Il s’éloigna d’elle, et alla vers la fenêtre. Elle attendit un moment, le regarda avec inquiétude et sortit toute troublée.

Non, ce n’était pas de l’indifférence qu’il éprouvait à l’égard de sa sœur. Pendant un moment même, tout à la fin, il avait passionnément désiré la serrer dans ses bras, lui faire ses adieux et tout lui dire. Cependant, il ne put même pas se résoudre à lui donner la main.

«Elle pourrait frissonner plus tard à ce souvenir et dire que je lui ai volé ses baisers. Et puis, aurait-elle la force, elle, de supporter cet aveu? se demanda-t-il au bout d’un instant. Non, elle ne le supporterait pas; ces femmes-là n’en sont pas capables.»

Il se mit à penser à Sonia. Une fraîcheur venait de la fenêtre. Le jour baissait. Il prit sa casquette et sortit.
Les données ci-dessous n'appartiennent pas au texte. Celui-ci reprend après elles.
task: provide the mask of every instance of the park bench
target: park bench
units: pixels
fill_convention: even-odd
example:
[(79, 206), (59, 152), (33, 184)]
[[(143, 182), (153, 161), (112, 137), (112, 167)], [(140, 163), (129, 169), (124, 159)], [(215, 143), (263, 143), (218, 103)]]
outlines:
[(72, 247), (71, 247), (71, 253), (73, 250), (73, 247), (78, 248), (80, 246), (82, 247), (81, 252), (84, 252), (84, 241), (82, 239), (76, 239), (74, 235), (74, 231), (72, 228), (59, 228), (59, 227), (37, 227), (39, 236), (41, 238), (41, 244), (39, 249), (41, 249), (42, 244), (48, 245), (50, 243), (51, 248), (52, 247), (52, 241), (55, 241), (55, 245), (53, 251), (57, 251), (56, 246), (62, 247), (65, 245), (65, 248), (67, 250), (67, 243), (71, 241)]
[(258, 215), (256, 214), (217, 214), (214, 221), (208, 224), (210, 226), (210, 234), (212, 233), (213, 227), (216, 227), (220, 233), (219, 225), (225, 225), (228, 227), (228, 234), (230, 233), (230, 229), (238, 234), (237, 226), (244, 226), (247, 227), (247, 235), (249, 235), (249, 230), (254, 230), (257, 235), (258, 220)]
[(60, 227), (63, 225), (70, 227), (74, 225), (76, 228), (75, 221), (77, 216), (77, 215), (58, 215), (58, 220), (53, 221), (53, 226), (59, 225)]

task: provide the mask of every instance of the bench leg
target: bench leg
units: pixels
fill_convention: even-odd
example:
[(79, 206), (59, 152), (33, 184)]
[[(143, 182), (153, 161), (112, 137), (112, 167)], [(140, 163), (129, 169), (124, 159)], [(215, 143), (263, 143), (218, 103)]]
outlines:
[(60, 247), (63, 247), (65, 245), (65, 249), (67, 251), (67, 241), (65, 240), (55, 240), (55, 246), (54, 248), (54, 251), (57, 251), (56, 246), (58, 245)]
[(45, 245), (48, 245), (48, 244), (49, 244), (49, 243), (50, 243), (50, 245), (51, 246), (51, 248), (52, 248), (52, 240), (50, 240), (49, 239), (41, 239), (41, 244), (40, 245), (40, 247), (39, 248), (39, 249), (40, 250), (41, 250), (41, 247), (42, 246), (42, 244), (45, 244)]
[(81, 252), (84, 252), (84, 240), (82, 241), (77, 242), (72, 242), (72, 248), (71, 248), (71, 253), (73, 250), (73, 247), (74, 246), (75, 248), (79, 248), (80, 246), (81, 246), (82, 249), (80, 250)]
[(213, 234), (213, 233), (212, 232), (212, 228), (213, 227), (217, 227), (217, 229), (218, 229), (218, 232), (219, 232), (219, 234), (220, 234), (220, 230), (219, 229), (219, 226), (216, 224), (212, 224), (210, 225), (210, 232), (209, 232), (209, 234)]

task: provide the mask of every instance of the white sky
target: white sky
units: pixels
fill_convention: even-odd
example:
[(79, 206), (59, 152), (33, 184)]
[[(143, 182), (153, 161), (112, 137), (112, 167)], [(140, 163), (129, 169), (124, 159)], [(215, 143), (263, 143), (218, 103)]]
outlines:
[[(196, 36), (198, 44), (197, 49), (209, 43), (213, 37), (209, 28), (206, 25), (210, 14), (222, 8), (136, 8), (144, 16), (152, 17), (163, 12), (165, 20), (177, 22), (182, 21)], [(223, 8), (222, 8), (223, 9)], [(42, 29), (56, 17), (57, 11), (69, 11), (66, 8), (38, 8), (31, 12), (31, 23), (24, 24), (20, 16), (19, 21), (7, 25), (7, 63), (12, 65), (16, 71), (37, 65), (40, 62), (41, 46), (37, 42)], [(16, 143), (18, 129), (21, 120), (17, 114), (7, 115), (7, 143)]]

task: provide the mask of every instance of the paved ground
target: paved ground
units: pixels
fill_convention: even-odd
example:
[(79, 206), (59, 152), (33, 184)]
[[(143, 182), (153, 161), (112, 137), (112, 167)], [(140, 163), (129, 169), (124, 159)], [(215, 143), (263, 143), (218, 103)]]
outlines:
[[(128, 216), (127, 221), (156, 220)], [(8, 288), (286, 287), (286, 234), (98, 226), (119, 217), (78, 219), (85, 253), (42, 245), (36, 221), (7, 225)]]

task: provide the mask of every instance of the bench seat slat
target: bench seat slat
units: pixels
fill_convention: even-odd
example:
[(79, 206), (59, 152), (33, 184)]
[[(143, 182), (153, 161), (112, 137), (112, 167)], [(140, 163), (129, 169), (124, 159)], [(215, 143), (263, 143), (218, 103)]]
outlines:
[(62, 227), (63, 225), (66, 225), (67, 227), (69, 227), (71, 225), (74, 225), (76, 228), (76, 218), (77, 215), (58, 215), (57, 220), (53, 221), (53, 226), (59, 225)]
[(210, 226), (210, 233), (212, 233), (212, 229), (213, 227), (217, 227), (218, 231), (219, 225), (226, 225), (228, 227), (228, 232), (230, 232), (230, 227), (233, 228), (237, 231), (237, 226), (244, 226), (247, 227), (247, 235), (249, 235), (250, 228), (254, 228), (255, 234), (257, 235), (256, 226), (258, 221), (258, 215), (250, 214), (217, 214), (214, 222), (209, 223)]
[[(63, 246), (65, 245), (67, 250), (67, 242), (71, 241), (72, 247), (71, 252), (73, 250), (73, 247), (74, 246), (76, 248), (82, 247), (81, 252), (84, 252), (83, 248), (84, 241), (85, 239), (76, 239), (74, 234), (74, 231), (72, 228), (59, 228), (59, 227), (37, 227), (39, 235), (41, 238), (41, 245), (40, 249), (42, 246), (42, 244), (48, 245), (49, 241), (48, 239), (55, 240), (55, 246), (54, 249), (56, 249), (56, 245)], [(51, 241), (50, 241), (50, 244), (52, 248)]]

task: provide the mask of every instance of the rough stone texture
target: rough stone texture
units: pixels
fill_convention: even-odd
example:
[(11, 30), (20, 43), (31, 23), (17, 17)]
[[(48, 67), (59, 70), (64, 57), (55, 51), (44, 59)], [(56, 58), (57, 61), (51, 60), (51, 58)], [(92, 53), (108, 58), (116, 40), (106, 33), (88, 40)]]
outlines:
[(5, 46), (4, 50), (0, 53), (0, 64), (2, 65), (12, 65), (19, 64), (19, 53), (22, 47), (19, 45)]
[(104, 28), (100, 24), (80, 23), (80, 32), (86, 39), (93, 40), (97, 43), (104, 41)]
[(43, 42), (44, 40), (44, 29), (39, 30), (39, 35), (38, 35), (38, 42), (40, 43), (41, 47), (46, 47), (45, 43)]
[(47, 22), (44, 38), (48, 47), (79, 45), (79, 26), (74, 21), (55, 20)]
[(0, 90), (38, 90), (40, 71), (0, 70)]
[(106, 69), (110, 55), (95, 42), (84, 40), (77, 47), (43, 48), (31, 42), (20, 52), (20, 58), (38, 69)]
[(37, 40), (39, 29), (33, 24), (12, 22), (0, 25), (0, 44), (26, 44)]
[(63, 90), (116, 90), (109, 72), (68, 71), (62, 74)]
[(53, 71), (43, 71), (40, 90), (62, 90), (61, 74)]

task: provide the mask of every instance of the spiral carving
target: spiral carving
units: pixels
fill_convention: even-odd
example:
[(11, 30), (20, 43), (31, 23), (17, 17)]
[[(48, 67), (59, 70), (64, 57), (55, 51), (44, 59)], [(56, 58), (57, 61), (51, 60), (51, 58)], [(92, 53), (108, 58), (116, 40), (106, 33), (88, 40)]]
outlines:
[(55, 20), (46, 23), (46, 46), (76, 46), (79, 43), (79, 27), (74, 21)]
Il ne se sentait ni la force ni le désir de s’occuper de sa santé. Mais ces angoisses continuelles, ces terreurs, ne pouvaient manquer d’agir sur lui, et si la fièvre ne l’avait pas encore terrassé, c’était précisément parce que cet état de tension intérieure et d’inquiétude perpétuelle le soutenait momentanément et lui donnait un semblant d’animation factice.

Il errait sans but. Le soleil se couchait. Il éprouvait depuis quelque temps une sorte d’angoisse toute nouvelle, non point particulièrement pénible ou aiguë, mais qui semblait durable, éternelle. Il pressentait de longues, de mortelles années, pleines de cette froide et terrible anxiété. Vers le soir, en général, cette sensation devenait plus obsédante.

«Voilà, se dit-il, avec ces stupides malaises physiques provoqués par un coucher de soleil, allez vous empêcher de commettre quelque sottise! On en devient capable d’aller se confesser, non seulement à Sonia, mais à Dounia!» marmotta-t-il d’un ton haineux.

S’entendant appeler, il se retourna. C’était Lebeziatnikov qui courait après lui.

– Figurez-vous que je viens de chez vous, je vous cherchais. Imaginez-vous qu’elle a fait ce qu’elle voulait et elle a emmené les enfants. Nous avons eu grand-peine à les retrouver, Sofia Semionovna et moi. Elle tape sur une poêle et force les enfants à chanter. Les petits pleurent. Ils s’arrêtent aux carrefours et devant les boutiques. Ils ont à leurs trousses une foule d’imbéciles. Venez.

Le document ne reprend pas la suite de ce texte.